Despite the belief of many parents and teachers, school uniforms don’t seem to have any effect on young students’ behavior or attendance overall, a new national study found.

But students who attended schools requiring school uniforms did report lower levels of “school belonging” in fifth grade than did students in schools without uniforms.

The findings came from data on more than 6,000 school-age children.

“A lot of the core arguments about why school uniforms are good for student behavior don’t hold up in our sample,” said Arya Ansari, lead author of the study and assistant professor of human sciences at The Ohio State University.

“We didn’t see much difference in our behavior measures, regardless of whether the schools had a uniform policy or not.”

Ansari conducted the study with Michael Shepard, a graduate student in human sciences at Ohio State, and Michael Gottfried, associate professor of education at the University of Pennsylvania.

Their results were published online recently in the journal Early Childhood Research Quarterly.

The issue is important because school uniforms are becoming more popular, Ansari said, and not just in private schools.

About 20% of public schools required uniforms in 2011-12, up from just 3% in 1995-96. About 6 out of every 10 private schools required uniforms in 2011-2012.

“There hasn’t been much research done on the value of school uniforms in the past 20 years or so, especially given how much their use has increased,” said Ansari, who is also a faculty associate at Ohio State’s Crane Center for Early Childhood Research and Policy.

Proponents of school uniforms have argued that, among other things, they promote better attendance and a stronger sense of community, which results in less bullying and fighting.

To test that, the researchers used data from the Early Childhood Longitudinal Study, which followed a nationally representative sample of 6,320 students from kindergarten through the end of fifth grade.

Every academic year, teachers rated each student on three dimensions: internalizing behavior problems (such as anxiety and social withdrawal), externalizing behavior problems (such as aggression or destruction of property) and social skills.

Teachers also reported how often each student was absent.

Overall, school uniforms had no effect on any of the three dimensions of behavior in any grade, even after taking into account a wide range of other factors that could potentially affect students’ behavior.

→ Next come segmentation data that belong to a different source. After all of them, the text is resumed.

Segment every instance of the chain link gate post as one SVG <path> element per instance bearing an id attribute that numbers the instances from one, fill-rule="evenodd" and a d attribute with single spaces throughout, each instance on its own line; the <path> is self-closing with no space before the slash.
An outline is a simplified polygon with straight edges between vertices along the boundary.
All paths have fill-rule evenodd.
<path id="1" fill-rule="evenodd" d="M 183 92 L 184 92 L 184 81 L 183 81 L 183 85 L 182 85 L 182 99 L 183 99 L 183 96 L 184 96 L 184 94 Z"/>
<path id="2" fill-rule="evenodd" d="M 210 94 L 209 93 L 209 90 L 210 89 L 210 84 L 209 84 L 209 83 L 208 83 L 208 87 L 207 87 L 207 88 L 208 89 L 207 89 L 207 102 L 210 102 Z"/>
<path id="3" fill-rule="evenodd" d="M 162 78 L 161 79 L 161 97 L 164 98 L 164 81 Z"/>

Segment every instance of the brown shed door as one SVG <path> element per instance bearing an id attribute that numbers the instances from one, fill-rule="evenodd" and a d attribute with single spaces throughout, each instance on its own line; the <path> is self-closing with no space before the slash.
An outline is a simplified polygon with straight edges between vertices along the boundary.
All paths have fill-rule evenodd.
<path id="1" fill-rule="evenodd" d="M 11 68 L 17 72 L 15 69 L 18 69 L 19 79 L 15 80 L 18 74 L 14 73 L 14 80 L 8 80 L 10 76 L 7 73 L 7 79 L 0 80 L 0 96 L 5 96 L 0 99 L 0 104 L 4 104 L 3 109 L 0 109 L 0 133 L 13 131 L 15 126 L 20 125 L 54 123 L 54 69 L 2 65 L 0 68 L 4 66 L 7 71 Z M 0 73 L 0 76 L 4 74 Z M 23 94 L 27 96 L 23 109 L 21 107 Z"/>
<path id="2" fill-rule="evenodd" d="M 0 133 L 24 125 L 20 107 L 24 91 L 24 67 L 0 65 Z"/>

The study did find that low-income students in schools that required uniforms did have slightly better attendance, but that difference amounted to less than one day per year, Ansari said.

The researchers also evaluated self-report measures from the same students when they were in fifth grade. Students reported on their sense of school belonging, such as how close they felt to teachers and classmates. They also reported their experiences of bullying and social anxiety.

School uniforms were not linked to any differences in bullying or social anxiety in the children. But those who had to wear uniforms reported lower levels of school belonging than did those who attended schools with no uniform requirements.

The data in this study can’t explain this finding, Ansari said, but there are some plausible reasons why this might be so.

“While uniforms are supposed to build a sense of community, they may have the opposite effect,” he said.

“Fashion is one way that students express themselves, and that may be an important part of the school experience. When students can’t show their individuality, they may not feel like they belong as much.”

The results of this study should caution parents, teachers and administrators from assuming that school uniforms have positive effects that they may not have, Ansari said.

“School uniforms may not be the most effective way to improve student behavior and engagement.”

The study was supported by the National Institute of Child Health and Human Development.